The best thing about being responsible is the thrill of shunning responsibility. The more you have to do, the more you can enjoy not doing it. I am committed to around ninety hours of activities every week, and, as you might imagine, avoiding those commitments can be nearly orgasmic. This weekend should have been spent writing the ten, or so, pages worth of essays I have due this week, but I did something better, namely: nothing.
Friday I did nothing with one of my good friends, we watched some television, a couple of movies, and she read my palm; not particularly memorable, but it was pleasant. Saturday I slept. Sunday morning I missed church because I had gone camping the night before. Sunday evening I witnessed one of the most amazing concerts of my life; Monday could have been a productive day, but it wasn’t.
I went through a phase this summer when I felt the constant need to do something. Oddly enough, now that I have more to do than can possibly be done, I only want to do nothing. My father might say, “Idle hands are the devil’s playground” to which I might silently reply, “he sure knows how to throw a party!” Safe, responsible diversion can only be so fun, and only real danger and recklessness can get your adrenaline pumping. You only live once, so be careful; (but not too careful) surprisingly there can be more to life than excitement.
Some of the most wonderful moments in your life can happen when you aren’t doing anything. Listening to records until late at night when you should be writing your midterm paper, talking about whatever comes to mind is not really an activity, but its how friendships are built. Standing on a balcony appreciating the cityscape when you really should be studying for finals, not saying much, but enjoying the moment and the company you’re in; you are being idle, but in a truer sense you are living.
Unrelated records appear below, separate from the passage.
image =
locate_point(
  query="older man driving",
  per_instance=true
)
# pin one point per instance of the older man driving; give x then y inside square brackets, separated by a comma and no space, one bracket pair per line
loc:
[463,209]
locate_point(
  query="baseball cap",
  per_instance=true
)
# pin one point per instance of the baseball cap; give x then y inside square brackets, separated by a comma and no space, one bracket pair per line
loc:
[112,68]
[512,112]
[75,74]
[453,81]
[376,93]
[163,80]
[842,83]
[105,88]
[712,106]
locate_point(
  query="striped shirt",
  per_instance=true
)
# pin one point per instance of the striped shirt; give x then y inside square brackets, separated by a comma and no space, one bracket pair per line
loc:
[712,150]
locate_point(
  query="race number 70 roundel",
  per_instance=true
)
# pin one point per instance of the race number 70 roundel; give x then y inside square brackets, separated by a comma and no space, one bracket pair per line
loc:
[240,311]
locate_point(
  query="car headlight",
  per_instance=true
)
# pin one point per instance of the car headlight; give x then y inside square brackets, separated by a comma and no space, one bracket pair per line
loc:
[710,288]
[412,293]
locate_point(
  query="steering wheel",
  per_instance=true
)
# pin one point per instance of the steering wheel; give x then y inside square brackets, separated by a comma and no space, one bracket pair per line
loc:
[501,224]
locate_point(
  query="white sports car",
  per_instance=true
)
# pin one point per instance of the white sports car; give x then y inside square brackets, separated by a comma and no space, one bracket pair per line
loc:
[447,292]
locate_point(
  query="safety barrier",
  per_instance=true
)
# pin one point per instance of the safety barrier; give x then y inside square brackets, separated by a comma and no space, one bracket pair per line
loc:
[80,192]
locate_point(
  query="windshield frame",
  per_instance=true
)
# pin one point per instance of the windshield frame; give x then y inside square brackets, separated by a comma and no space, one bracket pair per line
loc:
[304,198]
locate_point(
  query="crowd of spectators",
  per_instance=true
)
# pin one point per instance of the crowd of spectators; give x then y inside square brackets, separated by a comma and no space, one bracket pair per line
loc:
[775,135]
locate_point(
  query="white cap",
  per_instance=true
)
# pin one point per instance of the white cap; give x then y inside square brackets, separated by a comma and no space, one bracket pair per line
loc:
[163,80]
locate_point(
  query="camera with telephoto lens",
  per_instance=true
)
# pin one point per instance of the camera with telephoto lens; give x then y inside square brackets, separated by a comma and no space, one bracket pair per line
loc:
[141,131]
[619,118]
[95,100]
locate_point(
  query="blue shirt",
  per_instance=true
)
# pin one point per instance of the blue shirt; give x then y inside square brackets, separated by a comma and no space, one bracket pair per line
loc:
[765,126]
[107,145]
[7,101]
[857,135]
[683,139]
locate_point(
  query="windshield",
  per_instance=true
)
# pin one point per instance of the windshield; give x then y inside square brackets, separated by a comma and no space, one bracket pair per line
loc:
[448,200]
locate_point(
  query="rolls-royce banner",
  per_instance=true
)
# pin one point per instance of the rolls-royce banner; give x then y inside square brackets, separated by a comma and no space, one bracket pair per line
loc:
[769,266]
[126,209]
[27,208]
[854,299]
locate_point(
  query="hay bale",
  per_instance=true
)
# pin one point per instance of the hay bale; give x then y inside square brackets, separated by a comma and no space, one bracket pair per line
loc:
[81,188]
The people you care about most aren’t the people you do things with. The people you care about most are the people you spend time with when you aren’t doing anything. Eventually you get to a point where you don’t need an excuse to spend time together, you may even shun some responsibilities to do so. When you get there you know, “I really care about this person (or these people).” Those connections are what make life worth living, and they can only be built on the pillars of laziness, irresponsibility, and idleness.